The largest winter roost of common pipistrelle bats in the UK has been recorded in a fire-scarred stately home, the National Trust has said.
The discovery of 61 bats in stone crevices and arches of a balcony at Seaton Delaval Hall in Northumberland has revealed previously unknown information about the species’ hibernation habits, the Trust said.
Seaton Delaval Hall was a grand 18th century baroque “party” house belonging to the flamboyant Delaval family, hosting their costume balls, elaborate practical jokes and spectacular theatrical productions.
It has recently been awarded £3.7 million National Lottery funding for repairs and restoration, as well as moves to improve visitor facilities and bring its past to life.
An ecology survey carried out to assess whether it was possible to install new art and visitor information in the central hall of the building revealed the presence of more than 60 bats – with more thought to be hidden in crevices.
The National Trust’s head of nature conservation David Bullock also expressed surprise the pipistrelles were choosing to roost in light and dry crevices, as he said most bats like cool, moist and dark hibernation sites.
The installation of a new roof in the later 19th century made the space warmer and drier but still allowed bats access through crevices in the stonework.

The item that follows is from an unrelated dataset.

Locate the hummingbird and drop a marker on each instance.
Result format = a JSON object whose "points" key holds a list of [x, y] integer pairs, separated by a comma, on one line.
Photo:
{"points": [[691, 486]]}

Tina Wiffen, bat ecologist, said: “We discovered the bats when we were undertaking an ecological survey to assess the possibility of introducing new art and visitor information installations into the central hall of the building – a project being supported by the National Lottery.
“It’s likely that even more bats are here, hidden in deeper crevices.

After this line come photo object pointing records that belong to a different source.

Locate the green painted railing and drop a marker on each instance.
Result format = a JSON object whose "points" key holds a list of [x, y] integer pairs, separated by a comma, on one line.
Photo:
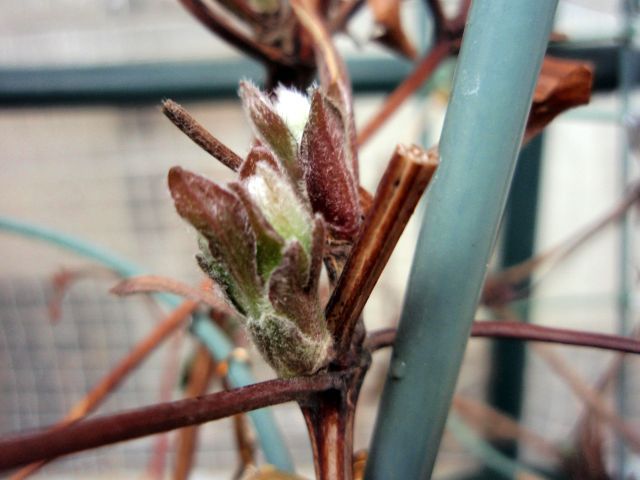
{"points": [[500, 58]]}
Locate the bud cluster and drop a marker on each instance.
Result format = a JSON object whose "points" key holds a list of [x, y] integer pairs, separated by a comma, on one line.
{"points": [[262, 238]]}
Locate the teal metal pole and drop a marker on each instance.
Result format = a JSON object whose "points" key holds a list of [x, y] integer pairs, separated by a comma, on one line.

“As a result the site will now be even more closely managed and monitored to ensure that the bats can continue to use the hall as their winter roost.”
Mr Bullock recently visited the hall to verify the findings, and said: “I’ve never encountered hibernating pipistrelles in such numbers before.
“The cavities in the stones in Seaton Delaval Hall’s central hall provide one of the few known hibernation sites of what could be hundreds of bats.
“Most bats like cool, moist and dark hibernation locations. In contrast, the pipistrelles residing in the central hall were in light and dry crevices.”